I decided to do research on her plays as a means of advocating social reforms, and I faced some challenges. The first one was that Olympe de Gouges has for a long time been ignored or purposefully left out of the narrative of the French Revolution. While it is easy to find biographies of Louis XVI or Robespierre from as early as the 1800s, the earliest book I found about her dated from the 1980s. The reason for this is that during and after the Revolution, De Gouges was considered an extremist, not necessarily for her political ideas, but because she was an outspoken woman. She was absent from dictionaries and history books, her texts considered irrelevant, and not worthy of study from a literary standpoint. Therefore I couldn’t find literary analyses of her texts either, and her plays were only mentioned in more recent historical articles. As far as her actual plays are concerned, it was equally hard for me to find the complete texts. Unlike recognized great works of the French Revolution, they were harder to access, not available online or in the library. For some of the plays, I had to find the original publication manuscripts, published in 1788.

Once I had gathered and read a significant number of her plays, some themes in her writing became obvious, two among them which interested me the most were the reform of marriage and the right to divorce.
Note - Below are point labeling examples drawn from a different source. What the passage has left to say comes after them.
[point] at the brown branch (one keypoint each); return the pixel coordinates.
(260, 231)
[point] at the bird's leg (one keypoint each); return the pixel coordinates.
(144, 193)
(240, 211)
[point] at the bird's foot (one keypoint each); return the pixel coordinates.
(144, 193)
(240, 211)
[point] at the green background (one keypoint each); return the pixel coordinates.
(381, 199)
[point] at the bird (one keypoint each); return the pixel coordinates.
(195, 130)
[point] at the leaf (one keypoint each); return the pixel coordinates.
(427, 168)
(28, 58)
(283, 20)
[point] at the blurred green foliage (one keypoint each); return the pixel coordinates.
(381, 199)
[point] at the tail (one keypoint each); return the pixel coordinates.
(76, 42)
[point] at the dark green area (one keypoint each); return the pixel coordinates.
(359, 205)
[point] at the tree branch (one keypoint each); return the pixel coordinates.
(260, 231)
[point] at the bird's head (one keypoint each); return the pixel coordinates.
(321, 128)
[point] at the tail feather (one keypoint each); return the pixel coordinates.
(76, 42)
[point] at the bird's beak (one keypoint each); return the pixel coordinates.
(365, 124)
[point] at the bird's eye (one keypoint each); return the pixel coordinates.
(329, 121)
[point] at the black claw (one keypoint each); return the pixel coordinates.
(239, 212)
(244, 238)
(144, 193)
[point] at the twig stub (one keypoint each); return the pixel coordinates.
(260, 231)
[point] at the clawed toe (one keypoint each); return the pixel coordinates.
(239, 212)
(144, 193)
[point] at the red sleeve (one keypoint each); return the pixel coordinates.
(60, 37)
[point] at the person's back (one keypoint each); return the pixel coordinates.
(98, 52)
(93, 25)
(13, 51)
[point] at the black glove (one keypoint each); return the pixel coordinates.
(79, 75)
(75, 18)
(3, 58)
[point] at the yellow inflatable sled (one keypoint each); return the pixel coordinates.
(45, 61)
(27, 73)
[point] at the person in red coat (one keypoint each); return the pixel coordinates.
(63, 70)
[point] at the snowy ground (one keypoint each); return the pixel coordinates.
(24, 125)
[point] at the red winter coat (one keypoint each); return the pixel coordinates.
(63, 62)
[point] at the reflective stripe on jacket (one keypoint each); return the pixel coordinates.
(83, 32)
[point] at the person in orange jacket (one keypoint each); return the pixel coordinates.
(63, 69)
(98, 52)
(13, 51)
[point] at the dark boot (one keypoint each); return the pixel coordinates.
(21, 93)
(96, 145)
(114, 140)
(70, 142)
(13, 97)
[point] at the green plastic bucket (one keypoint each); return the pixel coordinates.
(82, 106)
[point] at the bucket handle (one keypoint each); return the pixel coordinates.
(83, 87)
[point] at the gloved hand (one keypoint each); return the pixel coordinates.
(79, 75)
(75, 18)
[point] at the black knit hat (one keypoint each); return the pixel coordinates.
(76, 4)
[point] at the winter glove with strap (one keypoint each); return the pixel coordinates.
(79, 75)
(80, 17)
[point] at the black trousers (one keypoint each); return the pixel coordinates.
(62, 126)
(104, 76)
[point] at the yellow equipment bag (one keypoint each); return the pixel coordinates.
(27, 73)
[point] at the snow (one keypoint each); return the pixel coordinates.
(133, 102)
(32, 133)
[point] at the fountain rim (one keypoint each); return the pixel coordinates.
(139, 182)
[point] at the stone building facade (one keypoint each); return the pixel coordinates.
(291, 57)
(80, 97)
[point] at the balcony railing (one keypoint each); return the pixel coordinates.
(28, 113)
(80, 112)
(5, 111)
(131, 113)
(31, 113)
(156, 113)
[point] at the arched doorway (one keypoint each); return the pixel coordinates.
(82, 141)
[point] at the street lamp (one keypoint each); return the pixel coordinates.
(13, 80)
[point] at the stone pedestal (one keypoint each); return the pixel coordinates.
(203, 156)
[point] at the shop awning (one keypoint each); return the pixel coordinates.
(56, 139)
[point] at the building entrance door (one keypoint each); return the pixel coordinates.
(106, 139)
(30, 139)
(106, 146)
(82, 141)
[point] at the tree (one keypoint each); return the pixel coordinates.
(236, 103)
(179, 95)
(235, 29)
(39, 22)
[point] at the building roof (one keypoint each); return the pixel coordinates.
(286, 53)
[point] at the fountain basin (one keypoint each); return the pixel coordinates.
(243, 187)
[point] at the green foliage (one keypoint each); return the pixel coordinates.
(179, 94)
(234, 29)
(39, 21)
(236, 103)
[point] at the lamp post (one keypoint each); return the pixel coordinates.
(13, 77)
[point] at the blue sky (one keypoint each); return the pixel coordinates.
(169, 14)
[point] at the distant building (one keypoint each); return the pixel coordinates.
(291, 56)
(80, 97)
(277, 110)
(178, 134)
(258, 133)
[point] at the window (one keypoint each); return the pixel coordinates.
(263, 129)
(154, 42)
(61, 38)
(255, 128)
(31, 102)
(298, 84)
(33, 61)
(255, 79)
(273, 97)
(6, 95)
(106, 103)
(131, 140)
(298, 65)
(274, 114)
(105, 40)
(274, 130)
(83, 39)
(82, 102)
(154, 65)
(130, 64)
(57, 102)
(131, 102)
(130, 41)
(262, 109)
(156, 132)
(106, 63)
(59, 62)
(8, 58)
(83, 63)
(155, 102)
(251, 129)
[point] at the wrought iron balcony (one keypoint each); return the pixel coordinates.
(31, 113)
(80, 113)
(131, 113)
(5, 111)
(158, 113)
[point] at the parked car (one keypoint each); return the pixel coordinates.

After a close analysis of the plays in which these themes appear, I noticed two important things: first, how subtle and accessible her advocacy for reform is in her plays, contrary to her later texts; second, how the ideas put forth in her plays relate to her own life experience and fit in with her later Declaration.

In the six plays that I studied for this research paper, each of them features female characters who by the end of the play were either able to overcome the oppression they were a victim of, make their own life decisions, or significantly improve their living situations: in The Necessity of Divorce, wife and husband are reconciled, and the wife is the morally superior one in the relationship; in The Forced Vows the main character is able to marry the man she loves instead of being forced into a convent; in Black Slavery, the women of the plays assume the dominant role in their relationships and resolve a local government crisis; in Molière visits Ninon, the main character escapes a forced marriage and marries the man she loves; in The Unexpected Marriage of Chérubin, the main character, of modest background, also escapes a forced marriage, finds her parents, is recognized as an aristocrat, and marries a Marques; and finally in The Corrected Philosophe, the wife overcomes accusations of adultery and is reconciled with her husband. In these plays, De Gouges depicts strong and independent women, who are morally superior to men, as well as non-traditional relationships and gender roles, to advance the causes for egalitarian marriage as a social contract based on mutual feelings, and for the right to divorce. Not only are all these ideas reflected in De Gouges’ Declarationpublished a couple years later, but they are also based on her own life. As was common in Early Modern France, De Gouges was subjected to an arranged marriage when she was only fourteen to a man she despised and when she was widowed, she refused to remarry so she would never be subjected to a man again.

While she stood out because she was a woman activist, De Gouges’ ideas were not groundbreaking since thinkers of the Enlightenment had been writing about marriage and divorce throughout the 18thcentury. In addition, De Gouges’ texts, both her plays and her later political texts, were not widely spread nor did they influence the decisions of the Nation Assembly regarding marriage reform. However, as historians Darline Gay Levy and Harriet B. Applewhite have argued, “the political language and the acts of women in the revolutionary capital [of Paris] – their political performances – cannot be dismissed simply because the implications of these words and deeds were not realized in French revolutionary politics…Rights claimed, once defined and defended, become imprinted in a political culture.” Even though De Gouges’ writings did not result in the passage of specific laws or of women’s citizenship, she participated in the creation of a liberal tradition in France.